L'activité a connu les plus forts ralentissements dans les régions où le phénomène de surévaluation était le plus important. Les ventes ont chuté de 23 % dans la grande région de Montréal et de 19 % dans la région de Gatineau. À Québec, la diminution est de 9 % tandis que l'activité recule de 15 % dans la région de Sherbrooke.
En comparaison, l'activité est demeurée stable à Trois-Rivières et Saguenay (0 % et 1 %, respectivement).
La tendance risque de se poursuivre pour les prochains mois tandis que la Banque du Canada n'a pas terminé de hausser son taux directeur, anticipe Mme Bégin. «Le plein effet de la hausse des taux d'intérêt ne s'est pas encore fait sentir, ce n'est que le début d'une période de correction pour le marché immobilier résidentiel, qui avait connu, il faut le dire, des excès significatifs pendant la pandémie.»
L'économiste prévoit que les prix vont continuer de baisser «jusqu'à la fin de 2023», dans une proportion de 15 % à 20 % par rapport à leur sommet.«La raison est simple: il y a beaucoup moins d'acheteurs qui sont en mesure de contracter un prêt pour faire l'achat d'une propriété. Ceux qui sont en mesure d'avoir un prêt, bien souvent, le montant n'est pas nécessairement suffisant pour passer à l'action immédiatement.»

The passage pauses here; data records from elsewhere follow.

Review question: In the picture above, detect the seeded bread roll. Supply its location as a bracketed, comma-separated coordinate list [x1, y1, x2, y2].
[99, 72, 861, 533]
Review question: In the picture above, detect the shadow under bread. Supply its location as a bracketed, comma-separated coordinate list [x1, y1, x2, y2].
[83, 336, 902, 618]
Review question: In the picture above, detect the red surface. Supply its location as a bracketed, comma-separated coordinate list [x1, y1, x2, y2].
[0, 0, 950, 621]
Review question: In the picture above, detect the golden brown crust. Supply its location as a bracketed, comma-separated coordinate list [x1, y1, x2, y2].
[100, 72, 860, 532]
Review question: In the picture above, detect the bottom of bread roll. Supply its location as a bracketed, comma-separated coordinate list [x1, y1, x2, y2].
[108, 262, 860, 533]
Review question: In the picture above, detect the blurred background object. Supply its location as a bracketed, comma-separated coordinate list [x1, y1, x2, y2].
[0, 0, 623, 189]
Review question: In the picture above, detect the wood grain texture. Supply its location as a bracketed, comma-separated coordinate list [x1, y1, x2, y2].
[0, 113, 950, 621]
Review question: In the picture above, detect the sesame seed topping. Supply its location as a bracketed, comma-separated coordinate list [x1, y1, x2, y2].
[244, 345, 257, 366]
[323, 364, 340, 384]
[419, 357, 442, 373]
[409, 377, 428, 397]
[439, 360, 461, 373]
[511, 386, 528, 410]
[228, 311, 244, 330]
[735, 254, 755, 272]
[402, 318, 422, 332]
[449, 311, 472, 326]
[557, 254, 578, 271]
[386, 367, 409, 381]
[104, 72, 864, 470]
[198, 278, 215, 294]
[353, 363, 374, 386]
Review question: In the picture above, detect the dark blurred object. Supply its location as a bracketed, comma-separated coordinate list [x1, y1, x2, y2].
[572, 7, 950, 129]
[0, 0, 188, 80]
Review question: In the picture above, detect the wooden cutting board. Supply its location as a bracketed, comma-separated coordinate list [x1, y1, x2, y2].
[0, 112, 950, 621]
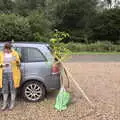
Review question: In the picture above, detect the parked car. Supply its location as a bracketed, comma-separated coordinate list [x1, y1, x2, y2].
[0, 42, 60, 102]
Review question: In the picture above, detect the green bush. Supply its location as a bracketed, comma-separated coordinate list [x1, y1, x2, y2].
[0, 14, 33, 41]
[66, 41, 120, 52]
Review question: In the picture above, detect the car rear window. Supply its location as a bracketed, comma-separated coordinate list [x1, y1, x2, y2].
[23, 47, 46, 62]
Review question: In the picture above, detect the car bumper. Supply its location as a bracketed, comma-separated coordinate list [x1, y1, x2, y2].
[45, 73, 60, 91]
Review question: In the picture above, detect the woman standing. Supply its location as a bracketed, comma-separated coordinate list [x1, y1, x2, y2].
[0, 43, 21, 110]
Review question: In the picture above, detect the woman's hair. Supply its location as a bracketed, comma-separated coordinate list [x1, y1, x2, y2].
[4, 42, 12, 50]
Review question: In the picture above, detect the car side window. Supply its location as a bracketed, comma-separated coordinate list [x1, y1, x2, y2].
[24, 47, 46, 62]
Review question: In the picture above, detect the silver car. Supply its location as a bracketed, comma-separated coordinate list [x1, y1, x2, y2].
[0, 42, 60, 102]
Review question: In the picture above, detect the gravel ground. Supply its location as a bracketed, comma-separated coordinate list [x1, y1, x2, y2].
[0, 62, 120, 120]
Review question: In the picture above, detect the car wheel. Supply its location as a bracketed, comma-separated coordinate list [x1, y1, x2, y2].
[22, 81, 45, 102]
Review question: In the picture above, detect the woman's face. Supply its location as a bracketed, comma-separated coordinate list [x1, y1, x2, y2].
[4, 48, 11, 53]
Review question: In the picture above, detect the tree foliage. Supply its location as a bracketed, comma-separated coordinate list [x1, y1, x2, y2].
[0, 0, 120, 43]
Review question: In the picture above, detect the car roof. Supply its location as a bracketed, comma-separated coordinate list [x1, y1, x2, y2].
[0, 42, 49, 47]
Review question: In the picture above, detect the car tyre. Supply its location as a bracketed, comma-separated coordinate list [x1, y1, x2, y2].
[22, 81, 45, 102]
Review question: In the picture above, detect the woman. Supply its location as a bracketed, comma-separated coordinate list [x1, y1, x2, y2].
[0, 43, 21, 110]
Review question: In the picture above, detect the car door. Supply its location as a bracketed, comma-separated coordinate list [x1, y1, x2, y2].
[14, 46, 25, 83]
[24, 47, 51, 81]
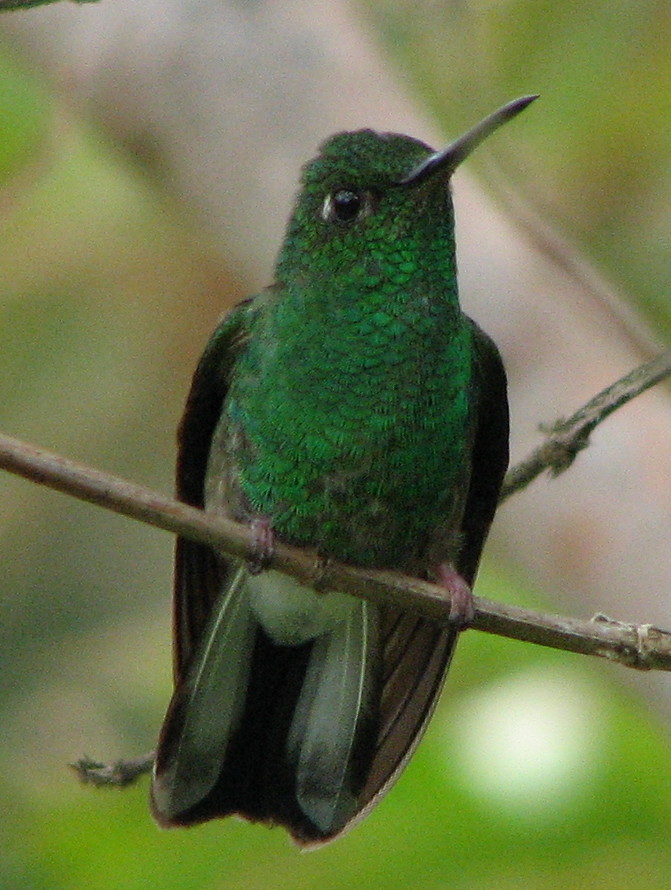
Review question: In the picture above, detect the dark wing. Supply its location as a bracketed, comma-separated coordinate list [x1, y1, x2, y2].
[174, 298, 259, 682]
[353, 320, 508, 821]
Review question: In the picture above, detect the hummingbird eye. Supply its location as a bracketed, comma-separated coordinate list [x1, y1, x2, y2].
[322, 189, 370, 223]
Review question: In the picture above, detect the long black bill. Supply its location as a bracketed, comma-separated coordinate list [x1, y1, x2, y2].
[398, 95, 538, 185]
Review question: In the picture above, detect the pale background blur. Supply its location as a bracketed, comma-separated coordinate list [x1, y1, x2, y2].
[0, 0, 671, 890]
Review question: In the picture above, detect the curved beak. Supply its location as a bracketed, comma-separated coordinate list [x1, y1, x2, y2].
[398, 95, 538, 185]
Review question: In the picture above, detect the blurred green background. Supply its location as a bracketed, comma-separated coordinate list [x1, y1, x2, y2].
[0, 0, 671, 890]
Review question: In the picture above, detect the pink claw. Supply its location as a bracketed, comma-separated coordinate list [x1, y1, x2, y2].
[437, 562, 475, 630]
[249, 516, 275, 575]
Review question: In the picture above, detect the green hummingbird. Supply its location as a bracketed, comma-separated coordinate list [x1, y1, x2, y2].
[152, 96, 536, 845]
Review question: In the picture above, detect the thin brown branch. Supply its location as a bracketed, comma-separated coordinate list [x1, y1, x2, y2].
[0, 354, 671, 670]
[499, 352, 671, 503]
[0, 0, 96, 12]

«Il y a moins d'acheteurs potentiels, les gens sont plus prudents et ça fait en sorte que le marché va continuer de se corriger», ajoute-t-elle.
Malgré les soubresauts du marché, les acheteurs et les vendeurs ne devraient pas nécessairement retarder leur projet dans l'attente que l'incertitude passe, suggère M. Lefrançois qui estime que le marché «est plus à l'équilibre qu'en mode panique».
Personne ne peut prédire l'avenir, insiste-t-il. Le rapport de force pourrait pencher encore plus à l'avantage des acheteurs, mais l'inverse serait tout aussi possible.
«Si jamais le taux d'inflation se met à diminuer et que la Banque du Canada dit qu'elle va arrêter la hausse de taux d'intérêt et que les taux hypothécaires reviennent à 3 %, bien-là, ce n'est pas impossible que le marché s'enflamme aussi rapidement.»
«Pour le vendeur, si vous attendez entre maintenant et l'hiver, je ne suis pas sûr que vous allez gagner beaucoup à attendre. Inversement, aux acheteurs, je dis: ''profitez-en pendant que vous pouvez négocier''».